Politics Magazine

Camping Out

Posted on the 08 October 2015 by Steveawiggins @stawiggins

Garsh-darn-it, I’ve missed the end of the world again! I’ve been so busy lately that I hadn’t bothered to pay attention to that which really matters. So here I find myself in the post-apocalyptic world and still waiting for a bus. Was that all there really was to life? I mean, I just found out that the world was ending on the day of. Couldn’t I get at least 24 hours’ notice? (I wish we’d all been ready?) A group called eBible Fellowship, followers of the late Harold Camping, figured out that his prediction of the end for May 21, 2011 was only the shutting of Heaven’s doors. I’d been wondering where that draft was coming from. According to the Radnor Patch, the actual end of the world, according to eBible’s calculations based on Camping’s spiritual algebra, was yesterday. That could explain a lot.

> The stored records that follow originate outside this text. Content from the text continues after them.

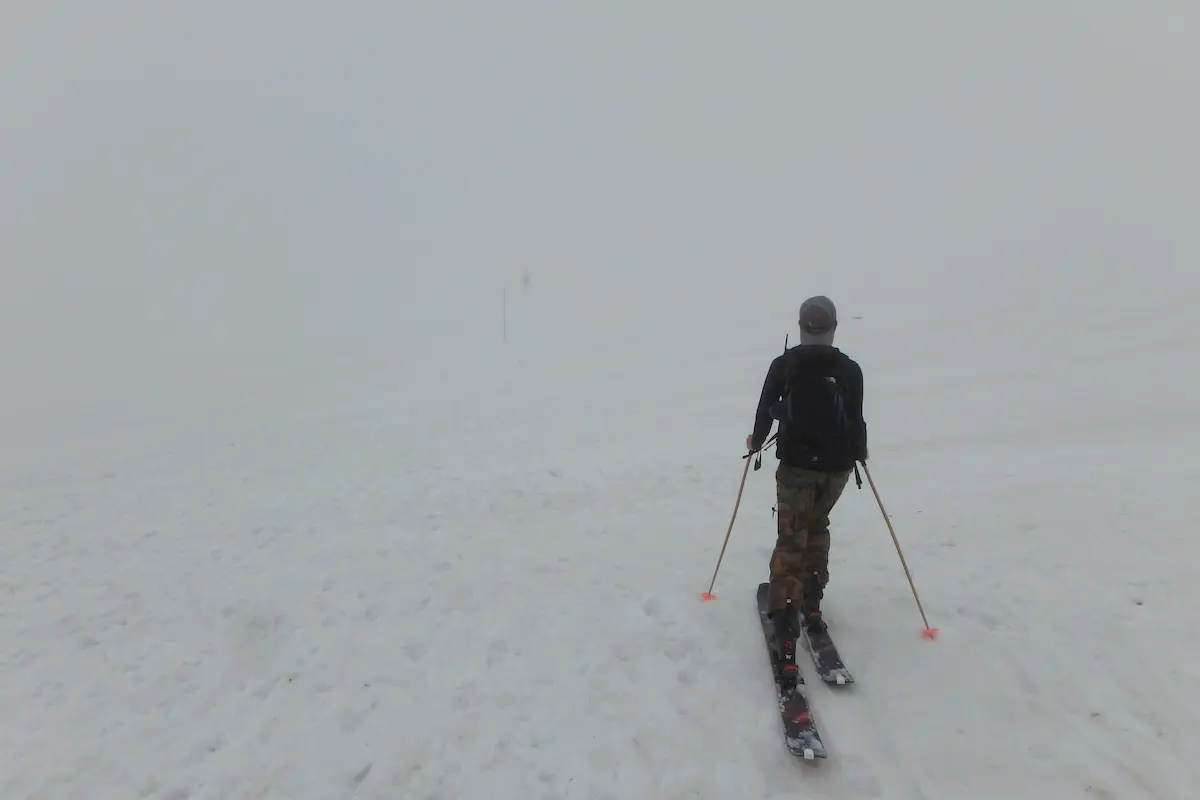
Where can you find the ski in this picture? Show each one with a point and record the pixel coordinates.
(826, 659)
(801, 732)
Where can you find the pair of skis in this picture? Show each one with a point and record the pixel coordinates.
(801, 732)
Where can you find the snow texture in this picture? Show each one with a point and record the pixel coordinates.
(292, 507)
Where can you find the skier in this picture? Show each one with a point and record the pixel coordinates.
(815, 391)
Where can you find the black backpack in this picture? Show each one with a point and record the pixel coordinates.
(815, 425)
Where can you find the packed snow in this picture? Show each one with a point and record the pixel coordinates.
(307, 493)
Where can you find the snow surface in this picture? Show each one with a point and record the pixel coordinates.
(280, 518)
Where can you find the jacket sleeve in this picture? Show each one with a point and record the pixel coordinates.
(772, 390)
(857, 407)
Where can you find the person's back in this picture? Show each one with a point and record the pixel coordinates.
(815, 391)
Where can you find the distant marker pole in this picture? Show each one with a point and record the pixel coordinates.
(709, 595)
(929, 632)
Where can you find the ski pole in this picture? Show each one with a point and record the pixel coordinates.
(709, 595)
(929, 632)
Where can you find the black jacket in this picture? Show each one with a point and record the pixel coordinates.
(849, 374)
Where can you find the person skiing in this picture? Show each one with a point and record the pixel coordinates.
(815, 391)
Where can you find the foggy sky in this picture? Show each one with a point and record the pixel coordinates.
(211, 184)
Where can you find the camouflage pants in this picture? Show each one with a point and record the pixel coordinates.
(799, 565)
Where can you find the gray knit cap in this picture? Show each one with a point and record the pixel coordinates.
(819, 320)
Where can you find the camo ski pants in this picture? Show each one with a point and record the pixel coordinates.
(799, 565)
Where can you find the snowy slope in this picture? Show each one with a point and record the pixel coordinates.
(304, 495)
(384, 597)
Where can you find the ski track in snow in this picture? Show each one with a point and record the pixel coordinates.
(376, 594)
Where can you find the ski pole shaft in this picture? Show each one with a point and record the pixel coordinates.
(709, 595)
(929, 631)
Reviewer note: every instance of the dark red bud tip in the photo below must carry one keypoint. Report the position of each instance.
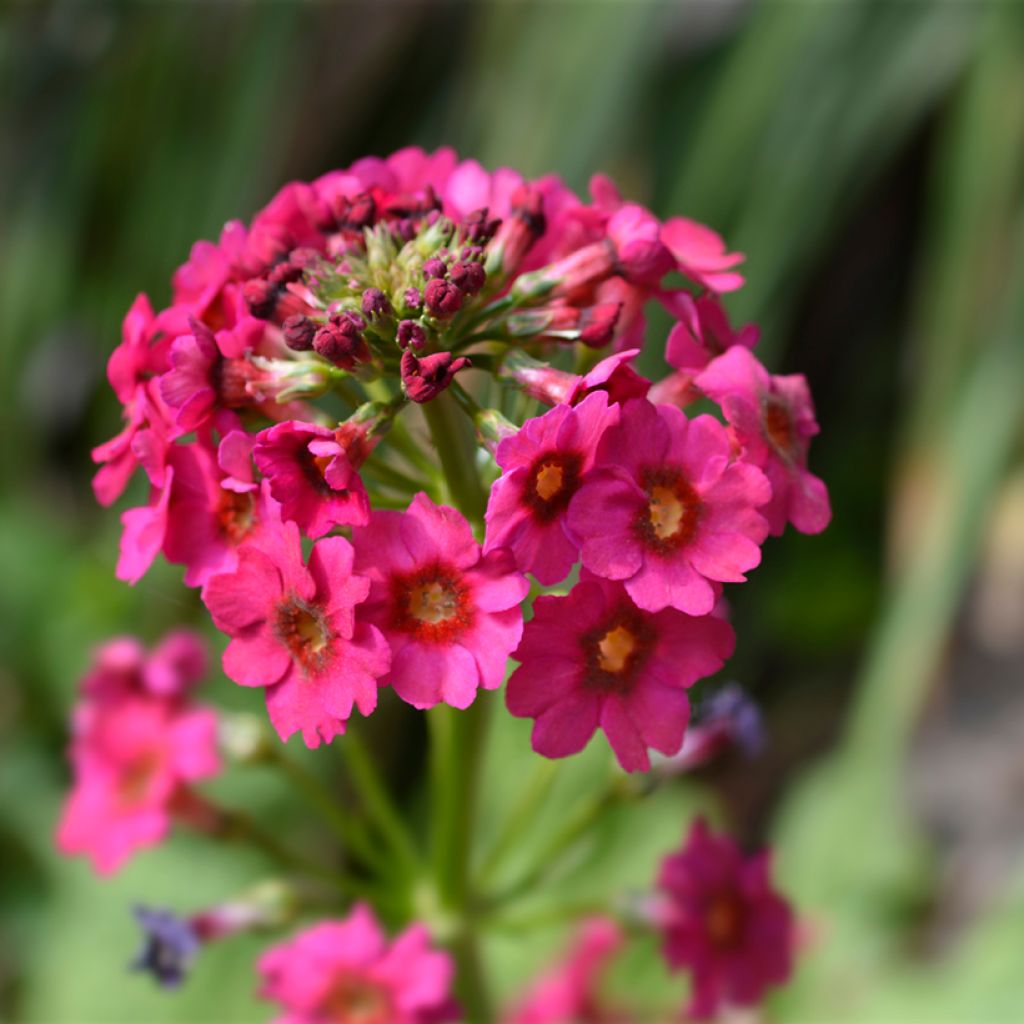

Apocalyptic groups have often had a problem getting the exact day right. No surprise there, however, since the Bible says even Jesus doesn’t know. Historically, there have been a number of options available to the budding apocalyptist. You can simply go very quiet and hope nobody notices. You can commit mass suicide (not recommended). And others would seem to suggest that you can claim it did happen, but that we just haven’t noticed yet. That was the response of some of Charles Taze Russell’s followers when 1914 saw the continuation of the world, despite a war that has scarred it ever since. Maybe the world has ended many times before. Still, the rest of us still find ourselves too busy to notice.

Here it comes.

Hyakutake, 1996. My first comet.

Apocalypticism is most prominent among those groups that hold to a biblical dating of the world. If it has only been here about 6000 years, then its imminent end seems entirely plausible. Those who take a longer view, more on the order of billions of years, seem a little less worried. That’s not to say that the world couldn’t end. A reasonably sized asteroid could finish it for our species. We wouldn’t need a supernova to do us in. Still, we can learn something from the chiliasts. We can learn that introspection is not a bad thing. We don’t need to hoard weapons, canned goods, and water, but we can stop once in a while and ask if all this insane running around we all do is really worth the effort. Since the world has ended, I’m thinking I might slow down a bit. I’ve got a lot that I still want to accomplish, but given that it’s all over, what’s the rush? I just wonder if they’ll buy this kind of reasoning at work.